Restore Nighttime Flare Distribution: Flare Removal via Light Source Preservation and Physical Prior Rendering
摘要
The light emitted by ubiquitous strong light sources in nighttime scenes will inevitably produce flare artifacts in the captured images after entering the camera lens. Flare artifacts of various shapes, positions, and colors not only severely interfere with downstream computer vision applications but also greatly increase the difficulty and challenge of restoring the visual quality of the images. Existing methods rely on predefined fixed prior information, including intensity, position, and shape, to synthesize and remove flare artifacts. They may not be able to deal with flare situations where multiple types of light sources coexist, resulting in limited generalization performance of deep models. In this paper, we propose a flare removal method that adopts a distribution restoration strategy. Through the light source preservation (LSP) module for recycling light sources and the flare prior rendering (FPR) module based on the point spread function (PSF), we extract and learn the flare distribution in the input images.
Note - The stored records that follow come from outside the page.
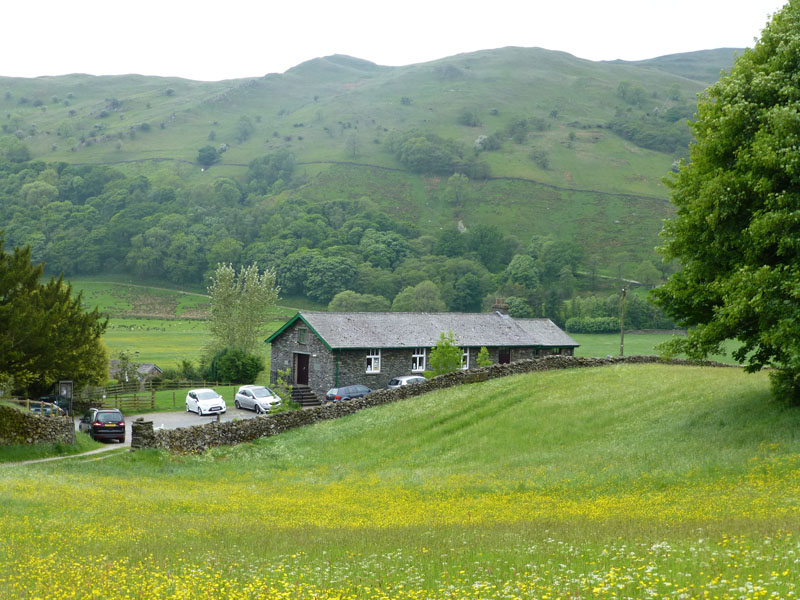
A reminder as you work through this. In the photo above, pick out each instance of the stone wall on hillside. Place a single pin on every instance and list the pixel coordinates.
(199, 438)
(20, 427)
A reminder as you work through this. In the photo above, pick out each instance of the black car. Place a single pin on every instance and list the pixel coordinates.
(103, 424)
(346, 393)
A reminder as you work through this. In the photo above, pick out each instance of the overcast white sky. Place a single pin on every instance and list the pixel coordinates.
(226, 39)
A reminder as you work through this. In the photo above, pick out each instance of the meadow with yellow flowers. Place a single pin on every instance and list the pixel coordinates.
(628, 481)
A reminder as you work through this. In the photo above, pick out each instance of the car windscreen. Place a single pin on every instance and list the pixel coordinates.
(262, 392)
(110, 417)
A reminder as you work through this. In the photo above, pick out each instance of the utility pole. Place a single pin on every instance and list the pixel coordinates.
(622, 326)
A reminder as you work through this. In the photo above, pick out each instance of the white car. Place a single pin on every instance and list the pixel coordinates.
(205, 401)
(256, 397)
(405, 380)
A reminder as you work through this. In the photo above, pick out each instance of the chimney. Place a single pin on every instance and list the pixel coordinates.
(500, 306)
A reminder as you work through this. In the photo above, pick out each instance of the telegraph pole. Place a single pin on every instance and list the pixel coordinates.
(622, 326)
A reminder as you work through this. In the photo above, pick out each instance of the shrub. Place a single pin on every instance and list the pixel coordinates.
(234, 365)
(592, 325)
(445, 357)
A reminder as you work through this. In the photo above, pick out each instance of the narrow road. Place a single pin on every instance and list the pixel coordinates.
(161, 420)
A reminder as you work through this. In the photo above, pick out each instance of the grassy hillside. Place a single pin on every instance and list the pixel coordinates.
(627, 481)
(324, 103)
(340, 109)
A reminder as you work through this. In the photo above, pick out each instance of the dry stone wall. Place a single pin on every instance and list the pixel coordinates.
(202, 437)
(20, 427)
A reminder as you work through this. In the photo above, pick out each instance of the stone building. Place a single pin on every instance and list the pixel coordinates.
(323, 350)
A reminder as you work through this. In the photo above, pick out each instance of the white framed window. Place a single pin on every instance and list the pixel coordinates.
(374, 360)
(418, 360)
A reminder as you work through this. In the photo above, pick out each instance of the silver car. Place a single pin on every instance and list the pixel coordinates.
(256, 397)
(205, 401)
(405, 380)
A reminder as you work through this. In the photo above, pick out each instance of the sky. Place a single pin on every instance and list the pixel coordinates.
(228, 39)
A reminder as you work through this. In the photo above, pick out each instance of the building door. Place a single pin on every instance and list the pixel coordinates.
(301, 369)
(504, 356)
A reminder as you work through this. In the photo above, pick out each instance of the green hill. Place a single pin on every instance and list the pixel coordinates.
(568, 150)
(624, 481)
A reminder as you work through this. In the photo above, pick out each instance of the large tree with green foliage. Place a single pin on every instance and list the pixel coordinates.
(45, 334)
(737, 228)
(240, 307)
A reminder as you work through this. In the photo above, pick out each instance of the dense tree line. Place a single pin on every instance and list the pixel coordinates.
(83, 220)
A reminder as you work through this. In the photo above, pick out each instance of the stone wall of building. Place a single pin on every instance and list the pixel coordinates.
(321, 362)
(199, 438)
(20, 427)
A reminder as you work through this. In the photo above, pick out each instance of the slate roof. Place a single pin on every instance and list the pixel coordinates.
(547, 331)
(411, 330)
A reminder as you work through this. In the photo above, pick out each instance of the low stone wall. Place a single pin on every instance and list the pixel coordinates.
(199, 438)
(20, 427)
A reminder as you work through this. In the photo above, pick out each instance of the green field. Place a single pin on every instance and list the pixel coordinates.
(621, 482)
(169, 336)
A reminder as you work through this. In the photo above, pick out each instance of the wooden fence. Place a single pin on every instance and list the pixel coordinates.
(94, 394)
(128, 402)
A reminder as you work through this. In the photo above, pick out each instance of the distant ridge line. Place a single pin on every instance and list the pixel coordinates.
(355, 164)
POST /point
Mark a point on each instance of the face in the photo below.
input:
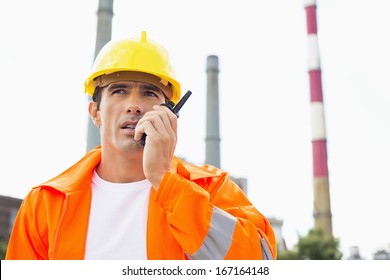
(123, 104)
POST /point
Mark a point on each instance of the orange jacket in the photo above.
(196, 213)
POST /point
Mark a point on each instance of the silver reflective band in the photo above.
(265, 250)
(218, 239)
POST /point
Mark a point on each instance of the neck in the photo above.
(121, 167)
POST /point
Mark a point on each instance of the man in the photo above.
(123, 200)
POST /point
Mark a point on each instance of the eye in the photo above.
(150, 93)
(118, 91)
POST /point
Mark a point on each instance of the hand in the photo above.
(160, 125)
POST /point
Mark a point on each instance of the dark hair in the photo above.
(97, 96)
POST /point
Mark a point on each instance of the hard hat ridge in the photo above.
(143, 56)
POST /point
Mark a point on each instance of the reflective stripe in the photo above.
(218, 239)
(267, 255)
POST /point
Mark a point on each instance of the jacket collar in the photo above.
(74, 178)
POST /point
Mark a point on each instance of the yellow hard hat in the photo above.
(143, 56)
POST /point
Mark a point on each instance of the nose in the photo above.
(133, 104)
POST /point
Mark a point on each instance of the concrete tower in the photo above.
(322, 213)
(103, 35)
(212, 119)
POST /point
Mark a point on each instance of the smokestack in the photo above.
(322, 214)
(103, 36)
(212, 109)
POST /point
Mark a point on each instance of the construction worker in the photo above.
(123, 200)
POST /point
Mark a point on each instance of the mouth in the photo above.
(128, 127)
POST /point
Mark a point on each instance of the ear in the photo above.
(94, 113)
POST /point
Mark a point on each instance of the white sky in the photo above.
(47, 51)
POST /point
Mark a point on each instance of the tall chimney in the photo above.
(212, 118)
(103, 35)
(322, 214)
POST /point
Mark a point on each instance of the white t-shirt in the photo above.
(117, 220)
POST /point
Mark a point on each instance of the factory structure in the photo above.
(321, 206)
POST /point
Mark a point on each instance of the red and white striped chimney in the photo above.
(322, 213)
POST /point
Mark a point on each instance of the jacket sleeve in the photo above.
(25, 242)
(212, 218)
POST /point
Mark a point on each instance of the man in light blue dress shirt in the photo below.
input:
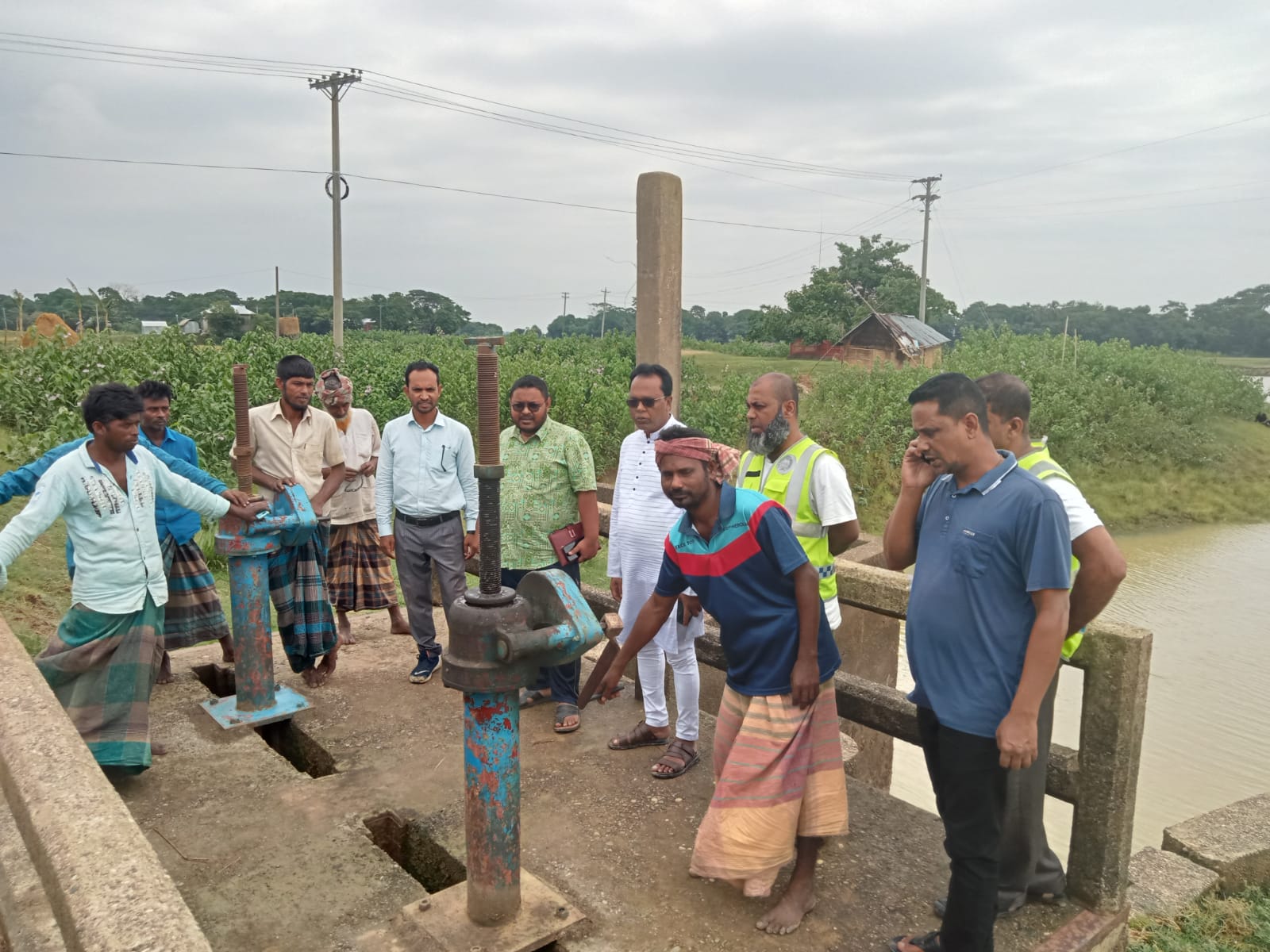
(105, 658)
(425, 507)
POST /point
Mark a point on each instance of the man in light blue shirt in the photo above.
(105, 658)
(425, 507)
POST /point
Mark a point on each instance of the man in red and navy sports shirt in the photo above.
(778, 761)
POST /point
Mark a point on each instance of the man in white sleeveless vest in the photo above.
(803, 476)
(641, 517)
(1029, 869)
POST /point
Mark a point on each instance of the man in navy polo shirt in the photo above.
(987, 616)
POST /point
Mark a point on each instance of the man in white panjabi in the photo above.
(641, 517)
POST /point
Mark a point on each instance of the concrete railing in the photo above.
(1100, 778)
(105, 884)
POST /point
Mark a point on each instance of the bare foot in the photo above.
(787, 914)
(313, 677)
(328, 664)
(344, 630)
(400, 626)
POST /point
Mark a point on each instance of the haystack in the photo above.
(48, 325)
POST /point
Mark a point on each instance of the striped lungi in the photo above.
(102, 668)
(778, 776)
(194, 612)
(359, 575)
(298, 590)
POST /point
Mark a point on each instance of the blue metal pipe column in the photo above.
(495, 651)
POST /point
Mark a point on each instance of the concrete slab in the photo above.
(270, 858)
(1232, 841)
(1162, 884)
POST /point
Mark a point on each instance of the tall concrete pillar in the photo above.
(660, 272)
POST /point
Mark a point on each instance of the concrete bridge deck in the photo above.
(272, 860)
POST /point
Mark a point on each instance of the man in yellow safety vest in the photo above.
(803, 476)
(1029, 869)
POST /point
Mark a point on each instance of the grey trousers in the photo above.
(417, 550)
(1028, 865)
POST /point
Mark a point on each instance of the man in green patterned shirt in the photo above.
(549, 482)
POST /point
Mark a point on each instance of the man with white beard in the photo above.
(803, 476)
(638, 527)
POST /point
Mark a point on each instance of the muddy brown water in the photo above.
(1202, 590)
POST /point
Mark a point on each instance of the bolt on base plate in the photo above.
(286, 704)
(544, 916)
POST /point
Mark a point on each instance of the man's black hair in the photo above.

Then, by utilizing the latent relationships between the flare/flare-free regions mapped by the cycle consistency constraint, our method can manipulate the removal and generation of multiple types of flare. In addition, by comparing the actual size of the light source with the flare range obtained through visual segmentation, we contribute an objective and comprehensive unpaired dataset for flare removal. Different from the paired flare that is difficult to collect and the synthetic flare formed by simple addition, numerous experiments have demonstrated the effectiveness of our framework trained on unpaired data and its superiority compared with baseline methods.